Microsoft wants to kill SMS logins for good
The familiar “enter the code we just texted you” experience may soon disappear from personal Microsoft accounts. The company is quietly shifting users away from SMS verification and toward passkeys, authenticator apps, and verified email recovery instead.

Microsoft says the reason is that text message security has become a weak link. SMS codes are vulnerable to phishing, social engineering, and SIM-swap attacks, where criminals steal a victim’s phone number to intercept login codes. In Microsoft’s view, passwords and text messages belong to an older internet era that attackers already know how to exploit.
The replacement is passkeys, a system that uses your device itself as proof of identity. Instead of typing a password and waiting for a code, users authenticate with fingerprints, facial recognition, or a device PIN. Microsoft describes it as both safer and more seamless, since nothing sensitive is being sent through text messages.
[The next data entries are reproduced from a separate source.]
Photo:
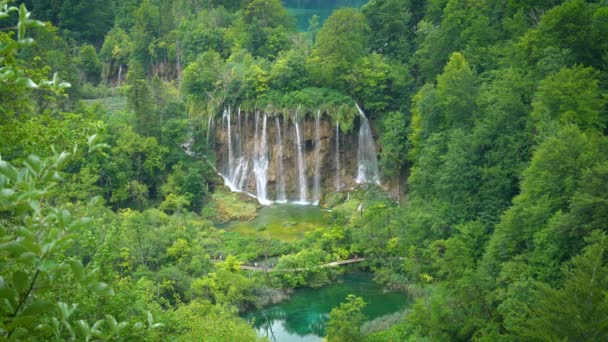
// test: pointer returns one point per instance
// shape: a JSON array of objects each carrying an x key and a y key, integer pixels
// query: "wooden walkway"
[{"x": 331, "y": 264}]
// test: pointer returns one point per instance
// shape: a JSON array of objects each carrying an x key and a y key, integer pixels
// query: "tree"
[
  {"x": 345, "y": 321},
  {"x": 114, "y": 54},
  {"x": 390, "y": 22},
  {"x": 86, "y": 21},
  {"x": 575, "y": 311},
  {"x": 139, "y": 99},
  {"x": 456, "y": 92},
  {"x": 89, "y": 64},
  {"x": 571, "y": 96},
  {"x": 340, "y": 43}
]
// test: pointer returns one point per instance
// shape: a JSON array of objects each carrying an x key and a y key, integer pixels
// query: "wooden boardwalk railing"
[{"x": 330, "y": 264}]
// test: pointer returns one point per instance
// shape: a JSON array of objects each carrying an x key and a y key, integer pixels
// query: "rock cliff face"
[{"x": 292, "y": 158}]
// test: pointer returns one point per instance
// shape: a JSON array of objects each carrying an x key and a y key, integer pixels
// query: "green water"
[
  {"x": 287, "y": 222},
  {"x": 304, "y": 317},
  {"x": 303, "y": 10}
]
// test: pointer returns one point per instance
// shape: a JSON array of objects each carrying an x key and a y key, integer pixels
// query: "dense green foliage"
[{"x": 491, "y": 118}]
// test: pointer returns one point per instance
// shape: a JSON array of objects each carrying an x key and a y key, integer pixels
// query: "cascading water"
[
  {"x": 301, "y": 166},
  {"x": 317, "y": 179},
  {"x": 260, "y": 161},
  {"x": 209, "y": 129},
  {"x": 281, "y": 196},
  {"x": 367, "y": 169},
  {"x": 254, "y": 155},
  {"x": 338, "y": 181},
  {"x": 239, "y": 174}
]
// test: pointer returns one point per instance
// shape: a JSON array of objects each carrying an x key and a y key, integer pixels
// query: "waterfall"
[
  {"x": 260, "y": 161},
  {"x": 367, "y": 170},
  {"x": 317, "y": 179},
  {"x": 239, "y": 174},
  {"x": 230, "y": 150},
  {"x": 338, "y": 182},
  {"x": 281, "y": 197},
  {"x": 301, "y": 167},
  {"x": 209, "y": 123}
]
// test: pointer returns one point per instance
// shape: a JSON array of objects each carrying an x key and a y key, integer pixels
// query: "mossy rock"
[{"x": 228, "y": 206}]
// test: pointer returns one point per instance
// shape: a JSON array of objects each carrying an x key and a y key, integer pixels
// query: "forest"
[{"x": 488, "y": 208}]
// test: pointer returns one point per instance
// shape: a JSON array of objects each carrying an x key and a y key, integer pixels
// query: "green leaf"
[
  {"x": 26, "y": 82},
  {"x": 48, "y": 266},
  {"x": 62, "y": 159},
  {"x": 102, "y": 289},
  {"x": 20, "y": 281},
  {"x": 83, "y": 328},
  {"x": 8, "y": 170},
  {"x": 112, "y": 323},
  {"x": 78, "y": 270},
  {"x": 37, "y": 308}
]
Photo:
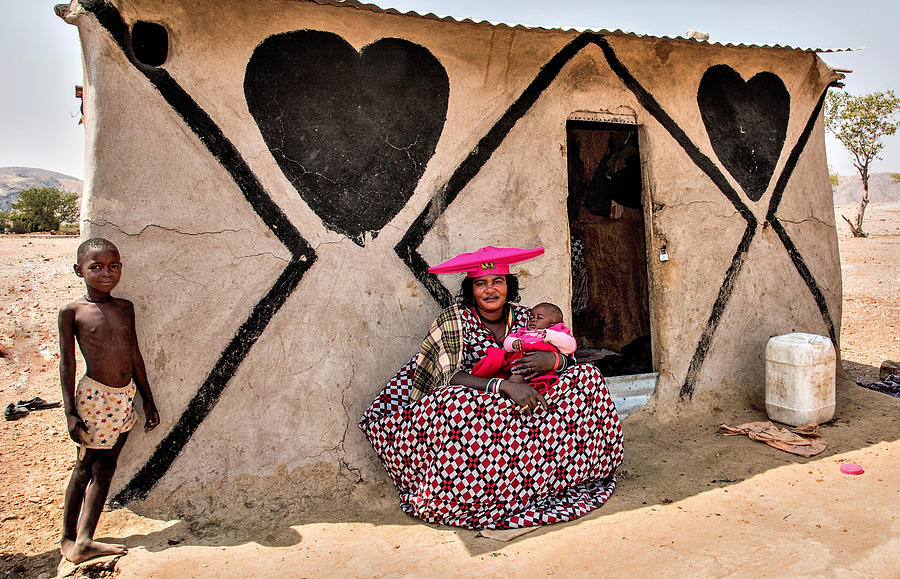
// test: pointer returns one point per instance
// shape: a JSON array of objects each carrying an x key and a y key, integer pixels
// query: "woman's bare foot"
[{"x": 81, "y": 552}]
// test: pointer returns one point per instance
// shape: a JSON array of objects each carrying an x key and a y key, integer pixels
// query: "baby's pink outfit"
[{"x": 558, "y": 335}]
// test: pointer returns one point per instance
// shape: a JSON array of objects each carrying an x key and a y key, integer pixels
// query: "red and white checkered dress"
[{"x": 471, "y": 459}]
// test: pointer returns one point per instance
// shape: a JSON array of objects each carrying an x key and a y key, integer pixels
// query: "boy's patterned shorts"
[{"x": 106, "y": 410}]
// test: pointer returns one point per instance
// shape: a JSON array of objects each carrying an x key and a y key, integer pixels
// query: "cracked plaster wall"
[{"x": 197, "y": 258}]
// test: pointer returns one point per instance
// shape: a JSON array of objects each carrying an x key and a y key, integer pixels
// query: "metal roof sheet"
[{"x": 431, "y": 16}]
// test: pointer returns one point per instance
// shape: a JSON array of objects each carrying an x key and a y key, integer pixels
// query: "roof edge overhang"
[{"x": 431, "y": 16}]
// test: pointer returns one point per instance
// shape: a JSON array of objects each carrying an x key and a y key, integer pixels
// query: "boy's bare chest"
[{"x": 103, "y": 323}]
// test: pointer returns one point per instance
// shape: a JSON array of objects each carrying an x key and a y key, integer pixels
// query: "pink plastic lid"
[{"x": 850, "y": 468}]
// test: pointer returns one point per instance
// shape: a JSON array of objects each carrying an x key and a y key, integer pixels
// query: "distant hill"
[
  {"x": 881, "y": 190},
  {"x": 16, "y": 179}
]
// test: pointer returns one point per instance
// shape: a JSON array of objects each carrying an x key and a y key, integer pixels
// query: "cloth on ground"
[
  {"x": 802, "y": 441},
  {"x": 890, "y": 385},
  {"x": 107, "y": 411}
]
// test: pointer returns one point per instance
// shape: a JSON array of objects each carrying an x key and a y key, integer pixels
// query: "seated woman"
[{"x": 488, "y": 453}]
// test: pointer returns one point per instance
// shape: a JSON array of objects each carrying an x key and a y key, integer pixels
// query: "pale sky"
[{"x": 40, "y": 60}]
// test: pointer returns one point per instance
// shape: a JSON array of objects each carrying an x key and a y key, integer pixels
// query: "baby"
[
  {"x": 100, "y": 410},
  {"x": 545, "y": 325},
  {"x": 543, "y": 331}
]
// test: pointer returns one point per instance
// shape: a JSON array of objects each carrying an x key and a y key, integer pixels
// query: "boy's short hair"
[
  {"x": 93, "y": 244},
  {"x": 552, "y": 307}
]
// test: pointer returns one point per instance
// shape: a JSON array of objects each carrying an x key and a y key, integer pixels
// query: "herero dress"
[{"x": 471, "y": 459}]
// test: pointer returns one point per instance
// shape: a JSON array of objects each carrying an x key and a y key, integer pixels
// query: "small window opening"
[{"x": 150, "y": 43}]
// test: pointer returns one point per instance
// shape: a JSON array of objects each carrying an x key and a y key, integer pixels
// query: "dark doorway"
[{"x": 611, "y": 314}]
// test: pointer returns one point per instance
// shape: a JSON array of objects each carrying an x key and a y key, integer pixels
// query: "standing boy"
[{"x": 100, "y": 410}]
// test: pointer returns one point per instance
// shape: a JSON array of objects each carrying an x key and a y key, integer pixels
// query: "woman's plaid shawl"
[{"x": 439, "y": 356}]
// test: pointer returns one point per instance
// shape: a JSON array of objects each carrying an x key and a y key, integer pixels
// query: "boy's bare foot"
[{"x": 79, "y": 553}]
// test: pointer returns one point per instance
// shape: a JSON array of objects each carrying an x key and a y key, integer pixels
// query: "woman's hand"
[
  {"x": 534, "y": 364},
  {"x": 524, "y": 395}
]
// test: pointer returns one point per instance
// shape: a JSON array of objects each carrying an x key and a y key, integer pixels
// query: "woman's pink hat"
[{"x": 486, "y": 261}]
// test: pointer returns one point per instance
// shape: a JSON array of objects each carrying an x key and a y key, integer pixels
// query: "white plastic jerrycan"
[{"x": 800, "y": 379}]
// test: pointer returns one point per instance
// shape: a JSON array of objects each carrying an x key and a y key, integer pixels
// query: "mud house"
[{"x": 280, "y": 174}]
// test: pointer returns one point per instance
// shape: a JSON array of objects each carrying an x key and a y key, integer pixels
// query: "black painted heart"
[
  {"x": 352, "y": 131},
  {"x": 746, "y": 123}
]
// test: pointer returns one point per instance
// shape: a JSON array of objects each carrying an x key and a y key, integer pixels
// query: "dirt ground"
[{"x": 689, "y": 500}]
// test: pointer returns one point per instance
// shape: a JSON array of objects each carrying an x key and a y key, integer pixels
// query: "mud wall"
[{"x": 278, "y": 176}]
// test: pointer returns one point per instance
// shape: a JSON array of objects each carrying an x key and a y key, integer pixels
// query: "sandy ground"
[{"x": 689, "y": 502}]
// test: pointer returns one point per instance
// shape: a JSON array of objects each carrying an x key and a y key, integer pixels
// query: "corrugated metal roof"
[{"x": 431, "y": 16}]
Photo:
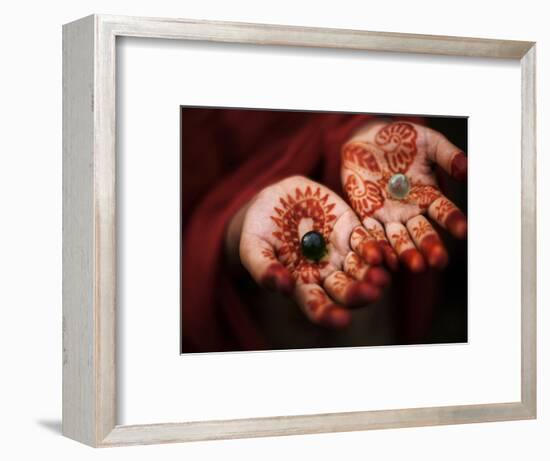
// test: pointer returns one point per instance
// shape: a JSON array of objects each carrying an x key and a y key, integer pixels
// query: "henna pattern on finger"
[
  {"x": 269, "y": 254},
  {"x": 400, "y": 240},
  {"x": 398, "y": 140},
  {"x": 423, "y": 195},
  {"x": 443, "y": 208},
  {"x": 421, "y": 229},
  {"x": 324, "y": 312},
  {"x": 307, "y": 204}
]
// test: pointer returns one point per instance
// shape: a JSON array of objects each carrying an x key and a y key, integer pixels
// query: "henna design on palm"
[
  {"x": 370, "y": 162},
  {"x": 271, "y": 250}
]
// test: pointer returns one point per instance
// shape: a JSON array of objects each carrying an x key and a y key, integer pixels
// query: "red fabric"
[{"x": 227, "y": 157}]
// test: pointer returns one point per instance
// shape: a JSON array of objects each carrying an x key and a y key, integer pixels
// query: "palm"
[
  {"x": 388, "y": 177},
  {"x": 271, "y": 249}
]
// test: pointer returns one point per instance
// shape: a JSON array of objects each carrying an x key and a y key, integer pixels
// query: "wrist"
[{"x": 233, "y": 235}]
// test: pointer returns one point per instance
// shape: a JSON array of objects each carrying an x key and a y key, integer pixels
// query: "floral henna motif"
[
  {"x": 359, "y": 154},
  {"x": 309, "y": 205},
  {"x": 398, "y": 140},
  {"x": 443, "y": 208},
  {"x": 364, "y": 195},
  {"x": 421, "y": 230}
]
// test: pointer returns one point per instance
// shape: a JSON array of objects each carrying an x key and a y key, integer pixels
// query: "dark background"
[{"x": 433, "y": 304}]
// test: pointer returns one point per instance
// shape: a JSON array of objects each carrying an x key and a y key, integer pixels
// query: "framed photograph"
[{"x": 273, "y": 230}]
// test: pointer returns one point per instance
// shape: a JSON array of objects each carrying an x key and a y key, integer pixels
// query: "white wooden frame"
[{"x": 89, "y": 245}]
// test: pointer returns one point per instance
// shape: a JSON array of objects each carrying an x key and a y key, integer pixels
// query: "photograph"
[{"x": 315, "y": 229}]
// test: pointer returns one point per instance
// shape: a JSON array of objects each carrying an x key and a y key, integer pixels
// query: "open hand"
[
  {"x": 334, "y": 277},
  {"x": 387, "y": 174}
]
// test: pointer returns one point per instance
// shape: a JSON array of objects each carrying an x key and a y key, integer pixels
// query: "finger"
[
  {"x": 258, "y": 257},
  {"x": 366, "y": 245},
  {"x": 319, "y": 308},
  {"x": 375, "y": 229},
  {"x": 404, "y": 246},
  {"x": 447, "y": 155},
  {"x": 355, "y": 267},
  {"x": 352, "y": 293},
  {"x": 448, "y": 216},
  {"x": 426, "y": 239}
]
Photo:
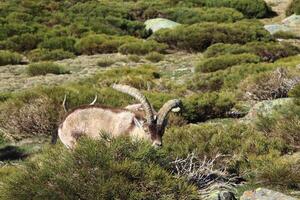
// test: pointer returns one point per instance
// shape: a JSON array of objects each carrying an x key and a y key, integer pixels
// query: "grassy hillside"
[{"x": 239, "y": 88}]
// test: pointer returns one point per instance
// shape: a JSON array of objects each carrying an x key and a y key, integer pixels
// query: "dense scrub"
[
  {"x": 255, "y": 8},
  {"x": 198, "y": 37},
  {"x": 95, "y": 27},
  {"x": 93, "y": 44},
  {"x": 225, "y": 61},
  {"x": 7, "y": 57},
  {"x": 98, "y": 170},
  {"x": 44, "y": 68},
  {"x": 196, "y": 15},
  {"x": 102, "y": 166},
  {"x": 268, "y": 51},
  {"x": 294, "y": 8},
  {"x": 241, "y": 65}
]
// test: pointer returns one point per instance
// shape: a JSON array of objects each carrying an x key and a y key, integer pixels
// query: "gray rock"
[{"x": 265, "y": 194}]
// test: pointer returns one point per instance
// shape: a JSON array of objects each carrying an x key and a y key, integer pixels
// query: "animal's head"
[{"x": 155, "y": 122}]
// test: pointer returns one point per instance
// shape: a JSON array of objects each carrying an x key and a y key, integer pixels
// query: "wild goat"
[{"x": 90, "y": 120}]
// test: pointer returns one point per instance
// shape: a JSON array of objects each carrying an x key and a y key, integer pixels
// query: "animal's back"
[{"x": 91, "y": 121}]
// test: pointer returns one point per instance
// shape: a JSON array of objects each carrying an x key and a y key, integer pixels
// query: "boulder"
[
  {"x": 159, "y": 23},
  {"x": 265, "y": 194}
]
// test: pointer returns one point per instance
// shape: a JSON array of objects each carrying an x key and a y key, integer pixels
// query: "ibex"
[{"x": 90, "y": 120}]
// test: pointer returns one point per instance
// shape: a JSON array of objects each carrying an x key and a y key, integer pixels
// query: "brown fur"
[{"x": 138, "y": 114}]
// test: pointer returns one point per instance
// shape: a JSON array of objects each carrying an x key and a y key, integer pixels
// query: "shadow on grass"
[{"x": 12, "y": 153}]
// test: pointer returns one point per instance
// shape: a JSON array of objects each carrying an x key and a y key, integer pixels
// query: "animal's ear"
[
  {"x": 135, "y": 107},
  {"x": 138, "y": 123}
]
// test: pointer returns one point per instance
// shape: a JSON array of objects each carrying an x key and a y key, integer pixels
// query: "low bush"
[
  {"x": 33, "y": 118},
  {"x": 21, "y": 43},
  {"x": 276, "y": 170},
  {"x": 250, "y": 8},
  {"x": 105, "y": 62},
  {"x": 46, "y": 54},
  {"x": 134, "y": 58},
  {"x": 141, "y": 47},
  {"x": 9, "y": 58},
  {"x": 98, "y": 170},
  {"x": 229, "y": 78},
  {"x": 198, "y": 37},
  {"x": 206, "y": 106},
  {"x": 294, "y": 8},
  {"x": 65, "y": 43},
  {"x": 139, "y": 77},
  {"x": 267, "y": 85},
  {"x": 44, "y": 68},
  {"x": 93, "y": 44},
  {"x": 225, "y": 61},
  {"x": 285, "y": 35},
  {"x": 270, "y": 51},
  {"x": 196, "y": 15},
  {"x": 154, "y": 57}
]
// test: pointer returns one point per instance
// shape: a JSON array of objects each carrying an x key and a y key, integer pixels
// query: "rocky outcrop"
[
  {"x": 265, "y": 194},
  {"x": 159, "y": 23}
]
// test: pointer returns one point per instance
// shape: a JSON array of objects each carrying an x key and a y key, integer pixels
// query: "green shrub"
[
  {"x": 46, "y": 54},
  {"x": 197, "y": 15},
  {"x": 276, "y": 170},
  {"x": 286, "y": 35},
  {"x": 141, "y": 47},
  {"x": 93, "y": 44},
  {"x": 225, "y": 61},
  {"x": 21, "y": 43},
  {"x": 105, "y": 62},
  {"x": 250, "y": 8},
  {"x": 7, "y": 57},
  {"x": 30, "y": 119},
  {"x": 44, "y": 68},
  {"x": 294, "y": 7},
  {"x": 65, "y": 43},
  {"x": 154, "y": 57},
  {"x": 205, "y": 106},
  {"x": 222, "y": 49},
  {"x": 98, "y": 170},
  {"x": 134, "y": 58},
  {"x": 268, "y": 51},
  {"x": 138, "y": 77},
  {"x": 198, "y": 37}
]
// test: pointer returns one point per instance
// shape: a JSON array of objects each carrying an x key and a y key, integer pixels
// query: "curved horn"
[
  {"x": 140, "y": 97},
  {"x": 94, "y": 101},
  {"x": 164, "y": 111},
  {"x": 64, "y": 103}
]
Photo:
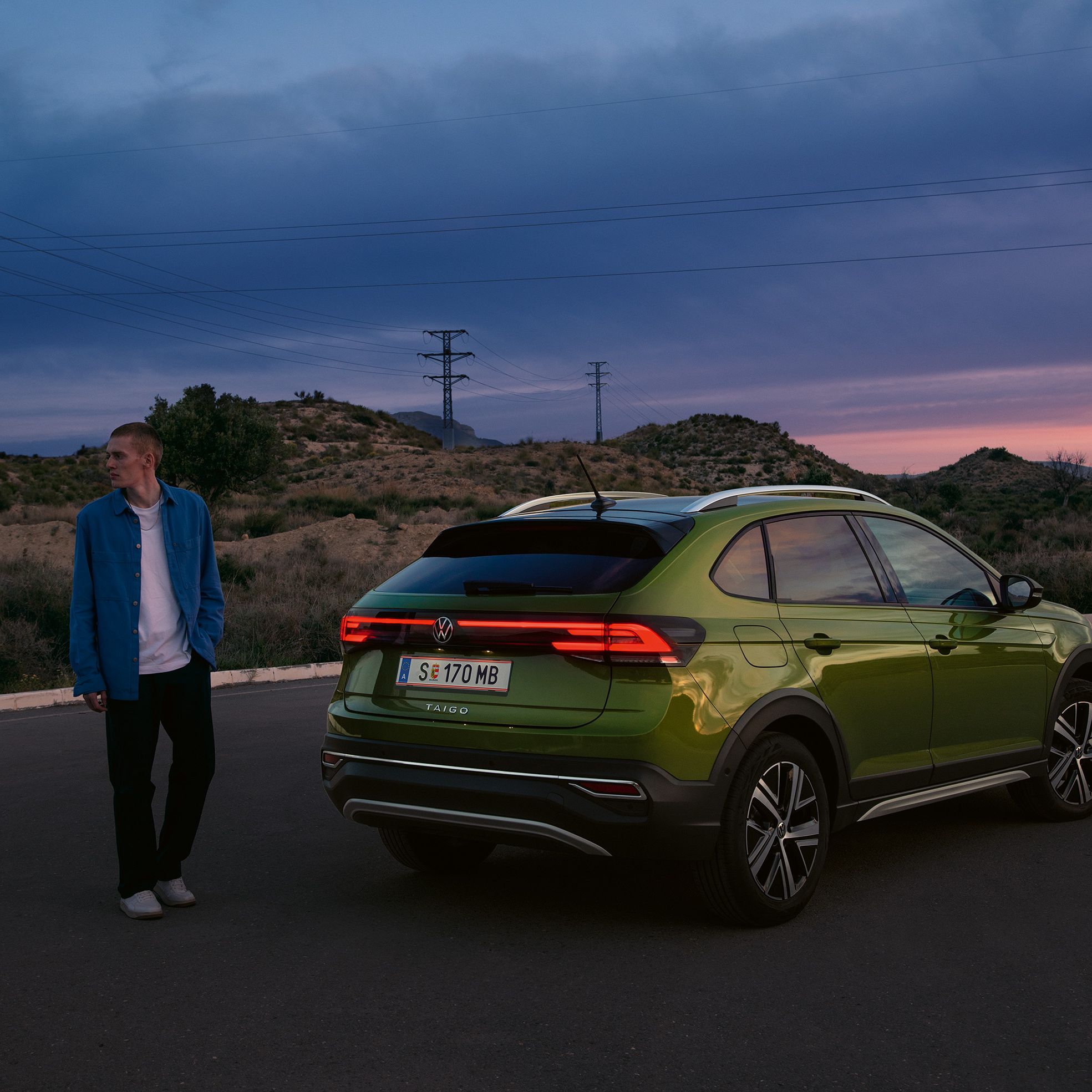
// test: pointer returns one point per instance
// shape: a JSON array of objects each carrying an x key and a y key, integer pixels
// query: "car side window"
[
  {"x": 818, "y": 560},
  {"x": 932, "y": 571},
  {"x": 741, "y": 568}
]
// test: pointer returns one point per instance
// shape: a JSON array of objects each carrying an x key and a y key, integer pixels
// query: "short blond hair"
[{"x": 145, "y": 438}]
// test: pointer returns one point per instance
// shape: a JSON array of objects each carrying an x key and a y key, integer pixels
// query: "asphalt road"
[{"x": 947, "y": 948}]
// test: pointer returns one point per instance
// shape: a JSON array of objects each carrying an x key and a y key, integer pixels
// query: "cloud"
[{"x": 810, "y": 348}]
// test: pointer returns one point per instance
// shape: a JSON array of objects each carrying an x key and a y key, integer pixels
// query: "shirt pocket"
[
  {"x": 188, "y": 561},
  {"x": 113, "y": 575}
]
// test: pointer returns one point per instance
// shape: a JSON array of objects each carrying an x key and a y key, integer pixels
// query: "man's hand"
[{"x": 96, "y": 703}]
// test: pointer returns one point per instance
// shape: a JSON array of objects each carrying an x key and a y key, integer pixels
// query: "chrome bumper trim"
[
  {"x": 570, "y": 779},
  {"x": 473, "y": 819},
  {"x": 942, "y": 793}
]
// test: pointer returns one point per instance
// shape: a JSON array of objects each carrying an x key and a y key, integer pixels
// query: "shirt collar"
[{"x": 121, "y": 506}]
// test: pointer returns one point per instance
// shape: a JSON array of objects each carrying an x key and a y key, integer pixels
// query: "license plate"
[{"x": 456, "y": 674}]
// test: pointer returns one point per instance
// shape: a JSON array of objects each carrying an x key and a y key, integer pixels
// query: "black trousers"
[{"x": 181, "y": 703}]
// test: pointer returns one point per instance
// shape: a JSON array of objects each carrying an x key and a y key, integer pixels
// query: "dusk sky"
[{"x": 887, "y": 365}]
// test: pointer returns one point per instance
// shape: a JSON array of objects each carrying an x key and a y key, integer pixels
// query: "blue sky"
[{"x": 888, "y": 365}]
The transition has already started quietly. New Microsoft accounts are no longer consistently offered SMS recovery options, and users are increasingly seeing prompts encouraging them to switch to passkeys under banners like “Sign in faster”.
Not everyone is thrilled. While passkeys improve security, critics argue they can become awkward in real-world use, especially for people changing multiple devices, operating systems, or temporary logins. What used to take a phone number and a quick text can now involve QR codes, device syncing, or ecosystem-specific workarounds.
Still, Microsoft appears fully committed to the change. The company has spent months pushing a broader “passwordless” strategy across Windows 11 and its online services.